Fibre optic cable

New concerns for global Internet reliability

Image: Stockfresh

12 December 2017


Undersea, internet-carrying cables are not protected well enough and there is no alternative should they fail.

This is according to a new report from UK-based Policy Exchange, which outlines potential catastrophic effects that a simple cut in the hosepipe-sized underwater infrastructure could create.

Tsunamis, a vessel dragging an anchor, or even saw-wielding Russians could bring down the global financial system or cripple a solo nation’s internet access, Policy Exchange says in its new study (pdf).

Anchor dragging apparently is not unusual and has happened a few times over the years, most recently, an incident in Somalia earlier this year caused a three-week internet outage in the country.

Other notable cable severs have been from an earthquake in the Luzon Straight in 2006, which caused massive internet disruption and impeded communications throughout Asia.

Also, copper theft suspended Vietnam’s national internet connection in 2007.

Potential sabotage risk
Study author Rishi Sunak does not list any historic examples of terrorism or foreign-power driven sabotage, but he says there are numerous examples of potential risk. The locations of most undersea cables is available publicly, for one thing. Also, chokepoints exist where large numbers of cables funnel, meaning a bad actor could perpetrate a mass of lacerations. Additionally, cables have limited protection in international law—they are owned and operated by companies, not governments.

Sunak says an underwater vehicle, such as a submarine, would be needed for a saboteur to perform any dastardly deeds. But once a foreign power’s representative got down there, the task of snipping the cable is apparently relatively simple: the fibre, which lies on the ocean bed, is typically covered just with simple galvanised steel wire armouring and then a plastic coating—which is easily slashed.

Maritime law and technology
One major issue is that the Internet has become more important in recent years, yet the maritime laws have not kept pace.

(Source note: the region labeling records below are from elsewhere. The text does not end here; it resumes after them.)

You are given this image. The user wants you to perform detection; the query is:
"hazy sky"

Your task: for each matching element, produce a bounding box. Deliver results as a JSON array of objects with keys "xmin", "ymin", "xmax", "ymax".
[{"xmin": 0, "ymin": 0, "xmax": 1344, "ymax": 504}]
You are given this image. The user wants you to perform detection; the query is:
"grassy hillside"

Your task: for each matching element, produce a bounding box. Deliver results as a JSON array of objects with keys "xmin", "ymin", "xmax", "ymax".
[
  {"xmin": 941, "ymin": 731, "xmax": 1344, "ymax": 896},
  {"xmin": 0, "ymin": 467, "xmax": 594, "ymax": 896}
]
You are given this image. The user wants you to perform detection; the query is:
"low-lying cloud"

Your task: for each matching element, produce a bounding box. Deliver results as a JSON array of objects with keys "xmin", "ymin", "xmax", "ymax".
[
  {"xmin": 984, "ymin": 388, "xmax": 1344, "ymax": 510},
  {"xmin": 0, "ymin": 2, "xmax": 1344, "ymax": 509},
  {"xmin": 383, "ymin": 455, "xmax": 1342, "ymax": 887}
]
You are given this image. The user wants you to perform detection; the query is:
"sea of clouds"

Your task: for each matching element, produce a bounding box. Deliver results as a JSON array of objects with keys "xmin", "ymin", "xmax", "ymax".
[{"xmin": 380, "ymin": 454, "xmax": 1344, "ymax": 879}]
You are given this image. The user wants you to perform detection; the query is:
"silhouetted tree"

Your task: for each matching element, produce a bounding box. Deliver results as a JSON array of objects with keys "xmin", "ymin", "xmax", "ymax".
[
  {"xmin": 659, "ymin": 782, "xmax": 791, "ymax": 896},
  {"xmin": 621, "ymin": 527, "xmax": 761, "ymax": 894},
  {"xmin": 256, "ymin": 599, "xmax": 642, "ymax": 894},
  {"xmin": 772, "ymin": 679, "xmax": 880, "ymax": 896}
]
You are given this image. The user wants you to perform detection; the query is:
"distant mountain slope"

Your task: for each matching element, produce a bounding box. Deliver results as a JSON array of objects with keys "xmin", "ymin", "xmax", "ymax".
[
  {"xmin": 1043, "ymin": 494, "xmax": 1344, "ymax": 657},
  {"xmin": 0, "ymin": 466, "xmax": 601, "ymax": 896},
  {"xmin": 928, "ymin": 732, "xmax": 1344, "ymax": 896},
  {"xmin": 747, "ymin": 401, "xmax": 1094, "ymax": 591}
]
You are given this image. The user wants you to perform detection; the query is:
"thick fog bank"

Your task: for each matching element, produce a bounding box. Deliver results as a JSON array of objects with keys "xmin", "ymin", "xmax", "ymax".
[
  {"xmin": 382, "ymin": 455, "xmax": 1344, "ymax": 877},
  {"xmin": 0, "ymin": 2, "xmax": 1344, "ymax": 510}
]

“Current international law is more suited to the peripheral role cables played in the 70s and 80s rather than to the indispensable status they hold today,” Sunak says, referring to a lack of global protection treaty, among other legal problems. There is a lack of jurisdiction, too, he says. That negatively affects whether suspicious vessels can be boarded and searched by warships, as an example.

The problem is that cables currently are the only medium suitable for sending large amounts of data and bandwidth across oceans.

“When most people talk or think about the Internet or the ‘cloud,’ they imagine that data is being transferred effortlessly through the skies or satellites,” Sumak says. That’s not the case.

The reality is that 97% of worldwide communications is transmitted by the barely protected half-million miles of fibre cables lying on ocean beds.

“Satellites account for just three percent of global data transmissions,” he says. “It is not satellites in the sky, but pipes on the ocean floor that form the backbone of the world’s economy.”

They carry $10 trillion (€8.49 trillion) financial transfers per day, claims Sunak.

And “when communications networks go down, the financial services sector does not grind to a halt; it snaps to a halt,” Sunak quotes Federal Reserve chief of staff Steve Malphrus as saying.

Ireland relies on undersea cables, with no less than 16 major interconnects between North America, Britain and the continent. However, the capacity and low latency of these connections has facilitated Ireland becoming the data centre capital of Europe.